米田知子 “Japanese House” 展覧会評
Tomoko Yoneda, an artist known for her cool allegorical photographs of sites of historical trauma, recently turned her lens to a series of Japanese-style houses in Taipei. These homes had belonged to families associated with the imperialist Japanese government and were built between 1895 and 1945, during the colonial occupation. (They include, for instance, the residence of General Wang Shu-Ming, chief of staff under Chiang Kai-shek and a Japanese house at the Beitou Hot Springs, known then as the “Hakone of Taiwan.”) The coexistence of the past and the present in the residences, now abandoned or used by the heirs of immigrants from mainland China, is powerfully rendered in the works.

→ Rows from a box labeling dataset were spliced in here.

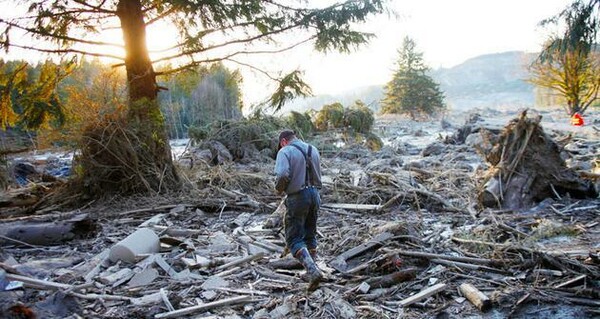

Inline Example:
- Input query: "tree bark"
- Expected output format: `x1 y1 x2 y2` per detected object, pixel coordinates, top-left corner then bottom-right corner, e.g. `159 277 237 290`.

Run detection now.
117 0 157 107
108 0 179 192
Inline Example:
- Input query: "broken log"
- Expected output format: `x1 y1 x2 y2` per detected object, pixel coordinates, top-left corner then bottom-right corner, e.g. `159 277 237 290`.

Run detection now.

In some photos, the faint daylight entering uninhabited space emphasizes the blankness of a place that has lost its historical moments; in others, the ghostly views of a garden captured through the frosted glass and curtains contrasts with the dark door frames, and indicates the presence of the past that gives spiritual grace to the site.
Citing traces of cultural hybridity––such as the blending of Japanese architectural space with Art Deco designs and fragments of a Chinese poem calligraphed on a door––Yoneda here documents the ambivalent results of cultural exchange. Her pictures suggest lost time through a focus on the evocative fragments of ruins and the ephemeral, capturing both the haunting aura of the sites and the dominant aesthetic theme shared by the classical Japanese and Chinese cultures. Originally photographed for the 2009 Kuandu Biennale in Taipei, but making their Japanese debut with this show, the photos demonstrate Yoneda’s ability to transmit the tangible experience of the specific site and its referential capacity.